Nathalie vient de passer la cinquantaine, elle est professeure de lettres, divorcée et mère d’une fille de 18 ans, Mathilde qui se rêve danseuse étoile. Elle passe une période compliquée et devient alors maladivement jalouse de tout et tous autour d’elle. Son amie Sophie, son ex mari, ses collègues de travail en font les frais et Mathilde en prend ombrage et en souffre. Nathalie saura t’elle se remettre en question?

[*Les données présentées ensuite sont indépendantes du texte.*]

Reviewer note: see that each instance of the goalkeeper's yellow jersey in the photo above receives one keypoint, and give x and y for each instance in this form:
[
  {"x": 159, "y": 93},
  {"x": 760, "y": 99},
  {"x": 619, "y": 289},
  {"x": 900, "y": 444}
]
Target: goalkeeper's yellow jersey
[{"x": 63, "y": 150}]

Après La Délicatesse, roman de David Foenkinos porté à l’écran par son frère Stéphane Foenkinos, c’est au tour de Jalouse d’être mis en scène cette fois par les deux frangins, d’après un scénario original écrit spécialement pour le cinéma et pour Karin Viard en vedette principale. Ils troussent une comédie certes, mais vacharde, piquante, agrémentée de dialogues vifs, et tracent un portrait féminin acide: celui d’une cinquantenaire en proie à la ménopause et à la solitude devenant de plus en plus aigrie et envieuse de ses proches et des autres. Une jolie occasion d’aligner des répliques mordantes pour signifier les sautes d’humeur de l’héroïne, sa « méchanceté » mi volontaire mi humoristique, sa façon d’exprimer au fond son mal être et son sentiment d’échec global. Les Foenkinos sont très forts dans l’observation de caractères, dans la description de la mesquinerie et de la malveillance et ne chargent pas trop la mule pour ne pas rendre le personnage totalement détestable. Jalouse remplit donc sa fonction première (faire rire) même si le rire est parfois jaune, le trait forcé et la narration laisse poindre une petite amertume glissant presque par moments vers le drame. Malheureuse et déprimée, Nathalie fait du mal à ceux qu’elle aime plutôt que de réagir et se remettre en question. Niveau mise en scène, les deux frères ne débordent pas d’idées à tous les plans, misant tous leurs pions sur l’écriture et sur leur actrice.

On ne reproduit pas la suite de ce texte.